ONLINE: China and the Uyghurs: Cultural Genocide in the Name of Counterterrorism
press release: CESSI Lecture Series: China and the Uyghurs: Cultural Genocide in the Name of Counterterrorism
July 1 @ 4:00 pm - 5:00 pm
Sean Roberts, Associate Professor of the Practice of International Affairs and Director of the International Development Studies program at The George Washington University’s Elliott School of International Affairs
This lecture will be given over Zoom: REGISTER HERE.
This presentation seeks to explain both the motivations and justifications for the Chinese state’s mass human rights abuses in the Xinjiang Uyghur Autonomous Region, highlighting how intentions and explanations are inextricably linked. The motivations for what the state is doing are reflective of settler colonial ambitions in this region and an ardently colonial attitude towards Uyghurs and related peoples as inferior and expendable. However, the justifications have their origins in the Global War on Terror and its characterization of ‘terrorists’ as less than human and irrational. Like the ‘savages’ of European colonialism, China’s imagination of Uyghurs as ‘terrorists’ provides a rationalization for carry out destructive harm to a people that is framed as benevolent and in the best interests of those are the victims of that harm.

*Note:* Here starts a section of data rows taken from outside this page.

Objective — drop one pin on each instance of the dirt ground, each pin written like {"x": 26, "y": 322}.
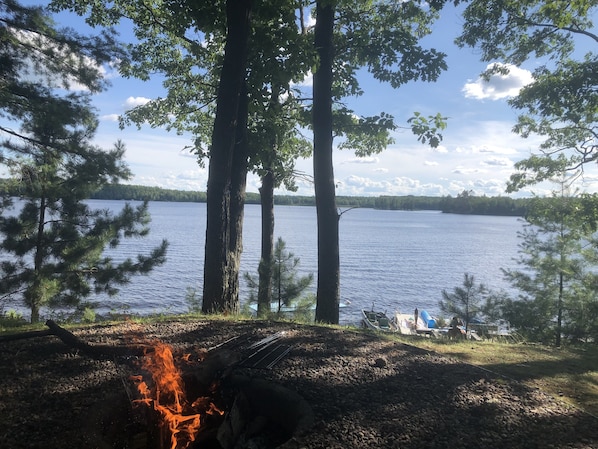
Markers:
{"x": 364, "y": 391}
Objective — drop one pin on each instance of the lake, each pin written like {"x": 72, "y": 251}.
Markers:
{"x": 396, "y": 260}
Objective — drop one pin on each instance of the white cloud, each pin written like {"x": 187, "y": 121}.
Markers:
{"x": 498, "y": 85}
{"x": 498, "y": 162}
{"x": 132, "y": 102}
{"x": 110, "y": 117}
{"x": 460, "y": 170}
{"x": 362, "y": 160}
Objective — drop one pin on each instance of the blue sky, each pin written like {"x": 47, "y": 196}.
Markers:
{"x": 477, "y": 153}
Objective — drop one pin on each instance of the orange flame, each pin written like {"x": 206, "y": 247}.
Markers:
{"x": 168, "y": 397}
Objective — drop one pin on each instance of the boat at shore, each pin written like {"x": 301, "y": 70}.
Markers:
{"x": 378, "y": 321}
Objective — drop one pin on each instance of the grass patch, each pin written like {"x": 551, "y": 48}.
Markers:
{"x": 570, "y": 373}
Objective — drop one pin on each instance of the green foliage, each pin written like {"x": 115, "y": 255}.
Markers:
{"x": 287, "y": 287}
{"x": 428, "y": 128}
{"x": 11, "y": 318}
{"x": 561, "y": 104}
{"x": 52, "y": 241}
{"x": 558, "y": 255}
{"x": 193, "y": 300}
{"x": 464, "y": 302}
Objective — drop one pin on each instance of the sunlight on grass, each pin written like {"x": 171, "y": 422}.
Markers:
{"x": 569, "y": 373}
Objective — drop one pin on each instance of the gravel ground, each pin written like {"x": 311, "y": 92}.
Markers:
{"x": 365, "y": 392}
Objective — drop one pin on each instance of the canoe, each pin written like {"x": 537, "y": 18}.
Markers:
{"x": 378, "y": 321}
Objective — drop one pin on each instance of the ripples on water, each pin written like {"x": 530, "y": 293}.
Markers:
{"x": 396, "y": 260}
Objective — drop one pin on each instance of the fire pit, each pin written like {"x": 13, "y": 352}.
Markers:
{"x": 181, "y": 400}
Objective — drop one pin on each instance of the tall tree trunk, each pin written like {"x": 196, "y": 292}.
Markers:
{"x": 237, "y": 205}
{"x": 328, "y": 290}
{"x": 216, "y": 288}
{"x": 34, "y": 291}
{"x": 264, "y": 294}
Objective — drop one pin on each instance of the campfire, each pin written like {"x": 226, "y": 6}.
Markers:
{"x": 165, "y": 394}
{"x": 209, "y": 398}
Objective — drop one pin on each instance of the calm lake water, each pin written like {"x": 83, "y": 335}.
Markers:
{"x": 396, "y": 260}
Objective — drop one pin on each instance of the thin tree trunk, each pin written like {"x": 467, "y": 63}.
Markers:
{"x": 328, "y": 290}
{"x": 237, "y": 205}
{"x": 216, "y": 289}
{"x": 264, "y": 295}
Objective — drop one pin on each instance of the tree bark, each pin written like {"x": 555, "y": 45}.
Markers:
{"x": 237, "y": 205}
{"x": 217, "y": 294}
{"x": 264, "y": 295}
{"x": 328, "y": 290}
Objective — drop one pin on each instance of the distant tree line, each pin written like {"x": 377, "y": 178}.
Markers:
{"x": 464, "y": 203}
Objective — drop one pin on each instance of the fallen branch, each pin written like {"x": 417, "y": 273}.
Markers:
{"x": 24, "y": 335}
{"x": 96, "y": 351}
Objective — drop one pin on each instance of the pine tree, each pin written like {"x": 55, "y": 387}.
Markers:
{"x": 286, "y": 286}
{"x": 465, "y": 301}
{"x": 52, "y": 241}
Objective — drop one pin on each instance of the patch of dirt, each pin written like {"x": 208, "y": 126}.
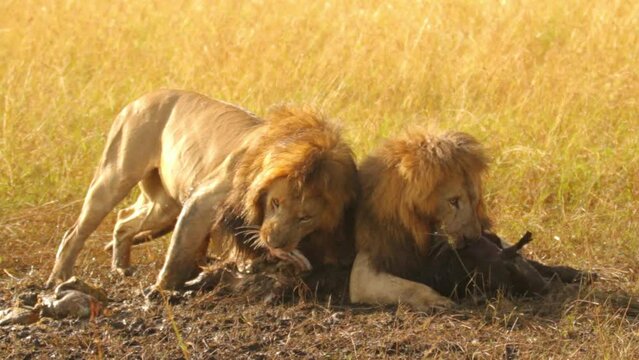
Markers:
{"x": 578, "y": 322}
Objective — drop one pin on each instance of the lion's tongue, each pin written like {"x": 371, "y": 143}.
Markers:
{"x": 295, "y": 256}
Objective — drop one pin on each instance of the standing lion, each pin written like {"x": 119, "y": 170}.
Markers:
{"x": 414, "y": 188}
{"x": 203, "y": 164}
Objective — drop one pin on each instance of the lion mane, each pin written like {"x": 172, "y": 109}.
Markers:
{"x": 395, "y": 217}
{"x": 302, "y": 145}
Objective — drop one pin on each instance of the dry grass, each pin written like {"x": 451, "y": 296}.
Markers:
{"x": 552, "y": 87}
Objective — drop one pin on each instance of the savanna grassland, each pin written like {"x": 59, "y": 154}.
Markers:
{"x": 551, "y": 88}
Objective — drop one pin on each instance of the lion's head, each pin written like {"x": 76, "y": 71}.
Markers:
{"x": 421, "y": 185}
{"x": 294, "y": 184}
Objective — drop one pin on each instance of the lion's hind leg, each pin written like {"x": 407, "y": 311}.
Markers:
{"x": 107, "y": 189}
{"x": 369, "y": 286}
{"x": 153, "y": 214}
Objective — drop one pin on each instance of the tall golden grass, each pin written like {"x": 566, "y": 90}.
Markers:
{"x": 552, "y": 88}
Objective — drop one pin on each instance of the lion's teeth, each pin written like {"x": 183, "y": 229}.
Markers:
{"x": 304, "y": 261}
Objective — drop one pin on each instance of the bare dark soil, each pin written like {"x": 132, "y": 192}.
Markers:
{"x": 574, "y": 321}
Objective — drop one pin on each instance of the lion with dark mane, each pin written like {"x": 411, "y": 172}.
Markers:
{"x": 281, "y": 185}
{"x": 414, "y": 189}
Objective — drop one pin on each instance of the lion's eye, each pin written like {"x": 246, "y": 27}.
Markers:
{"x": 304, "y": 219}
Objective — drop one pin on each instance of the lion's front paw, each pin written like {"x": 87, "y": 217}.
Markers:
{"x": 122, "y": 271}
{"x": 295, "y": 257}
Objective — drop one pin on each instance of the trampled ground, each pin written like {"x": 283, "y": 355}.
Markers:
{"x": 551, "y": 88}
{"x": 576, "y": 322}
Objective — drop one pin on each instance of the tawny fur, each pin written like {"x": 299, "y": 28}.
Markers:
{"x": 202, "y": 166}
{"x": 396, "y": 215}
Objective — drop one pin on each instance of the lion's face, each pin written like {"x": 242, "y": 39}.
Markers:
{"x": 456, "y": 201}
{"x": 289, "y": 215}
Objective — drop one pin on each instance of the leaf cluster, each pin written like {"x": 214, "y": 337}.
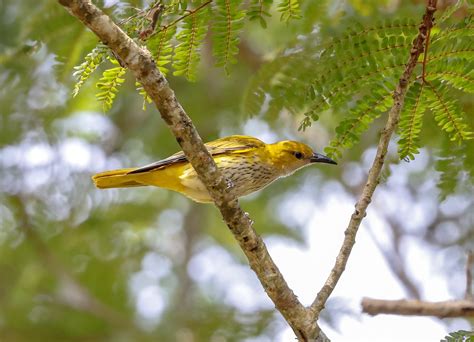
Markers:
{"x": 355, "y": 74}
{"x": 174, "y": 32}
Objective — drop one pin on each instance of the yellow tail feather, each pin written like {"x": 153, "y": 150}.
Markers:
{"x": 116, "y": 179}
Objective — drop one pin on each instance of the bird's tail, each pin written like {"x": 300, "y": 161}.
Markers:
{"x": 116, "y": 179}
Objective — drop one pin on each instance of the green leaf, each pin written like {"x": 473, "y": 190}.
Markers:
{"x": 161, "y": 48}
{"x": 108, "y": 84}
{"x": 289, "y": 9}
{"x": 411, "y": 120}
{"x": 227, "y": 25}
{"x": 447, "y": 112}
{"x": 187, "y": 53}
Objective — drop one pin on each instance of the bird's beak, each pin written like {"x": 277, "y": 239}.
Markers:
{"x": 320, "y": 158}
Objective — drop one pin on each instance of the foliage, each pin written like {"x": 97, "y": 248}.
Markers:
{"x": 174, "y": 32}
{"x": 459, "y": 336}
{"x": 108, "y": 84}
{"x": 132, "y": 248}
{"x": 356, "y": 72}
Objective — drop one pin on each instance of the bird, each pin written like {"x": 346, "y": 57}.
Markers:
{"x": 246, "y": 162}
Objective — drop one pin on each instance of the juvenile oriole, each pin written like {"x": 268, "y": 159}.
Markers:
{"x": 248, "y": 163}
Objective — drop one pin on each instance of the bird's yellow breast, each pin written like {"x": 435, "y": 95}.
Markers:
{"x": 246, "y": 173}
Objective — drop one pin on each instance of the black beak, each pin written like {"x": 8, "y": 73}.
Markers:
{"x": 320, "y": 158}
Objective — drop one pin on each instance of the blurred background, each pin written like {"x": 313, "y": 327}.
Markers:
{"x": 80, "y": 264}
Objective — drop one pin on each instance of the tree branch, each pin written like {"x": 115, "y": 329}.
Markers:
{"x": 140, "y": 62}
{"x": 376, "y": 168}
{"x": 450, "y": 308}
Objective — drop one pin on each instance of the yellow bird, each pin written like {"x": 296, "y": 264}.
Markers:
{"x": 248, "y": 163}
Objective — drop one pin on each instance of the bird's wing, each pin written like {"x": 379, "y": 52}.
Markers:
{"x": 234, "y": 143}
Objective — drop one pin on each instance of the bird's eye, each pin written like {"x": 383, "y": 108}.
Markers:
{"x": 298, "y": 155}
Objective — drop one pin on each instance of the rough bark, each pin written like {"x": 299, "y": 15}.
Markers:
{"x": 376, "y": 168}
{"x": 450, "y": 308}
{"x": 140, "y": 62}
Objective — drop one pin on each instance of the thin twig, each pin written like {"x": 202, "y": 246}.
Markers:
{"x": 425, "y": 54}
{"x": 450, "y": 308}
{"x": 374, "y": 173}
{"x": 140, "y": 62}
{"x": 82, "y": 299}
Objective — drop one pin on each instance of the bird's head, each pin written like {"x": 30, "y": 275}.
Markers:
{"x": 292, "y": 155}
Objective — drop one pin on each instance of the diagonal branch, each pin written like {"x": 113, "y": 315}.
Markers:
{"x": 449, "y": 308}
{"x": 374, "y": 173}
{"x": 140, "y": 62}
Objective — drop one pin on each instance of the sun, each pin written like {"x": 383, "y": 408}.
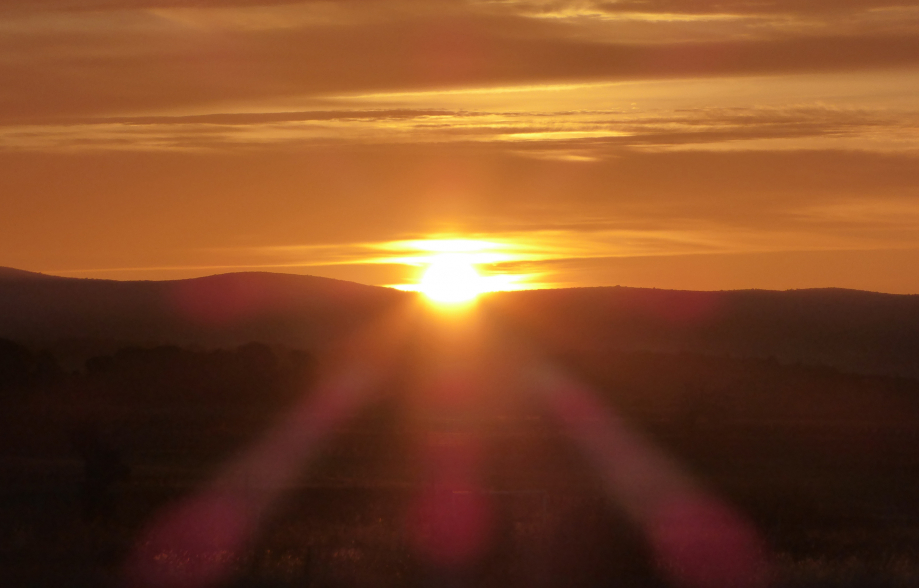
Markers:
{"x": 451, "y": 279}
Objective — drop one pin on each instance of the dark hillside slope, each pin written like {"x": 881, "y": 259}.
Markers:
{"x": 850, "y": 330}
{"x": 222, "y": 310}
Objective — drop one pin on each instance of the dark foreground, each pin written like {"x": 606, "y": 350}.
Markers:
{"x": 825, "y": 465}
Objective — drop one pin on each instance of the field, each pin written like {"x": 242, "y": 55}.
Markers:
{"x": 823, "y": 464}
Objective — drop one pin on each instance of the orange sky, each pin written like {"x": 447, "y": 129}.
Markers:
{"x": 694, "y": 144}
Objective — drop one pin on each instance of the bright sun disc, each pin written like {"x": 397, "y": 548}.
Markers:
{"x": 451, "y": 279}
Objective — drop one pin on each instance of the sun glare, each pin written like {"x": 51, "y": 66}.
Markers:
{"x": 451, "y": 279}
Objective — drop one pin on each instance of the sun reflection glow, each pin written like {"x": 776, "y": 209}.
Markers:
{"x": 458, "y": 270}
{"x": 452, "y": 278}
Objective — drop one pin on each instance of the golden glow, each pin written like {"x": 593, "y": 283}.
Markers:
{"x": 458, "y": 270}
{"x": 450, "y": 279}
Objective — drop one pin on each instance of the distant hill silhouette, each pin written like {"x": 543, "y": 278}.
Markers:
{"x": 216, "y": 311}
{"x": 849, "y": 330}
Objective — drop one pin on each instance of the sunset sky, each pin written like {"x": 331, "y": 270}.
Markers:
{"x": 692, "y": 144}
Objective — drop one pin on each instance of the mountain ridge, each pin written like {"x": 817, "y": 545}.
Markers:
{"x": 850, "y": 330}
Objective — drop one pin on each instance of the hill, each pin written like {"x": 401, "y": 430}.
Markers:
{"x": 854, "y": 331}
{"x": 216, "y": 311}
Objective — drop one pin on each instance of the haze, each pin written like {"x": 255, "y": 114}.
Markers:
{"x": 704, "y": 145}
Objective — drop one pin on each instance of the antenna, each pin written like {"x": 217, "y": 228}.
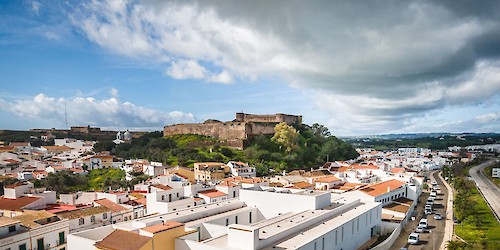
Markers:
{"x": 66, "y": 114}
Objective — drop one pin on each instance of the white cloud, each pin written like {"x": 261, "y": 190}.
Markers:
{"x": 110, "y": 113}
{"x": 186, "y": 69}
{"x": 35, "y": 7}
{"x": 374, "y": 73}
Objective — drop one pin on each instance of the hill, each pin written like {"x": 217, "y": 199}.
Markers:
{"x": 312, "y": 146}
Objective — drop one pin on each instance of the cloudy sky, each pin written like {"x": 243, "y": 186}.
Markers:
{"x": 358, "y": 67}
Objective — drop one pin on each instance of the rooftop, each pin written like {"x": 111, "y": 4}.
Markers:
{"x": 377, "y": 189}
{"x": 16, "y": 204}
{"x": 29, "y": 218}
{"x": 111, "y": 205}
{"x": 75, "y": 214}
{"x": 212, "y": 193}
{"x": 123, "y": 240}
{"x": 6, "y": 221}
{"x": 167, "y": 225}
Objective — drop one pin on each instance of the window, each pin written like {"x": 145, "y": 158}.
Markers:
{"x": 39, "y": 244}
{"x": 62, "y": 239}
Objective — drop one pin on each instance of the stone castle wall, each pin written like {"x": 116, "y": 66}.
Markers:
{"x": 219, "y": 130}
{"x": 235, "y": 133}
{"x": 289, "y": 119}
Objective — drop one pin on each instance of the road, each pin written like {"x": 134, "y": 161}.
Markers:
{"x": 433, "y": 237}
{"x": 490, "y": 191}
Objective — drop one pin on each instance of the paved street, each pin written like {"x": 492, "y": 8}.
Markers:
{"x": 433, "y": 237}
{"x": 490, "y": 191}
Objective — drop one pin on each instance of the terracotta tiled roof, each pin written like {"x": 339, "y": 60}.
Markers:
{"x": 17, "y": 184}
{"x": 382, "y": 187}
{"x": 404, "y": 200}
{"x": 19, "y": 144}
{"x": 12, "y": 161}
{"x": 102, "y": 156}
{"x": 397, "y": 170}
{"x": 29, "y": 217}
{"x": 75, "y": 214}
{"x": 54, "y": 148}
{"x": 301, "y": 185}
{"x": 212, "y": 193}
{"x": 163, "y": 187}
{"x": 7, "y": 149}
{"x": 162, "y": 226}
{"x": 227, "y": 184}
{"x": 6, "y": 221}
{"x": 111, "y": 205}
{"x": 123, "y": 240}
{"x": 16, "y": 204}
{"x": 327, "y": 179}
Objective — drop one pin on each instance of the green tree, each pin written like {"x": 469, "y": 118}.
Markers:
{"x": 287, "y": 136}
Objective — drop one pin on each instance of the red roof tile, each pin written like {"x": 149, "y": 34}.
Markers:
{"x": 111, "y": 205}
{"x": 212, "y": 193}
{"x": 16, "y": 204}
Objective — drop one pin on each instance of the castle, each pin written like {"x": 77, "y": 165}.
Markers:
{"x": 235, "y": 133}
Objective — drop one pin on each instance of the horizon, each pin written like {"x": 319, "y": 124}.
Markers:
{"x": 401, "y": 68}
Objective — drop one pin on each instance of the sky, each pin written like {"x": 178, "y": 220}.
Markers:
{"x": 357, "y": 67}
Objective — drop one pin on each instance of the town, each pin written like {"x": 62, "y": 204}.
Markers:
{"x": 367, "y": 202}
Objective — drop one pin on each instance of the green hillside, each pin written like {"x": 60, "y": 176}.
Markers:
{"x": 299, "y": 147}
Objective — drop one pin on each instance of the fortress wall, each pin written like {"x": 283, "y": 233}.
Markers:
{"x": 223, "y": 131}
{"x": 253, "y": 129}
{"x": 289, "y": 119}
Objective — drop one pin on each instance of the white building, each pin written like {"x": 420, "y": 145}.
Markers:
{"x": 33, "y": 230}
{"x": 241, "y": 169}
{"x": 495, "y": 173}
{"x": 267, "y": 218}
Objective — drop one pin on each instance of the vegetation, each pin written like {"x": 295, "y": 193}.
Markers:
{"x": 488, "y": 171}
{"x": 300, "y": 147}
{"x": 436, "y": 142}
{"x": 478, "y": 227}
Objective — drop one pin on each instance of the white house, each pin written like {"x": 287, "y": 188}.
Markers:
{"x": 241, "y": 169}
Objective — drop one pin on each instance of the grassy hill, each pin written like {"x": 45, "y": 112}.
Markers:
{"x": 313, "y": 146}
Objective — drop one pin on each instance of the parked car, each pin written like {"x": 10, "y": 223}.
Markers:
{"x": 423, "y": 223}
{"x": 420, "y": 229}
{"x": 413, "y": 238}
{"x": 438, "y": 217}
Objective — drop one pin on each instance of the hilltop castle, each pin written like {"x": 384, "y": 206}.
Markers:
{"x": 234, "y": 133}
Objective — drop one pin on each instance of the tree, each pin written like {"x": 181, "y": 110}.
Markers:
{"x": 287, "y": 136}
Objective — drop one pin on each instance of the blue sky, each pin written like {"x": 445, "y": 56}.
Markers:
{"x": 358, "y": 68}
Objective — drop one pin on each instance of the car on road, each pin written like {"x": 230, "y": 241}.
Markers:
{"x": 428, "y": 211}
{"x": 414, "y": 238}
{"x": 420, "y": 229}
{"x": 423, "y": 223}
{"x": 438, "y": 217}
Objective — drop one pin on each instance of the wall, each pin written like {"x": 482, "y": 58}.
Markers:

Sean Roberts is an Associate Professor of the Practice of International Affairs and Director of the International Development Studies program at The George Washington University’s Elliott School of International Affairs. Dr. Roberts is an anthropologist who has studied the Uyghur people of China and Central Asia for thirty years, writing his dissertation on the Uyghurs of the China-Kazakhstan borderlands while a PhD candidate at the University of Southern California. He has published numerous articles in academic journals, edited volumes, and in policy-oriented publications about the Uyghurs, and he is the author of the recently published book, The War on the Uyghurs: China’s Internal Campaign Against a Muslim Minority (Princeton University Press, 2020).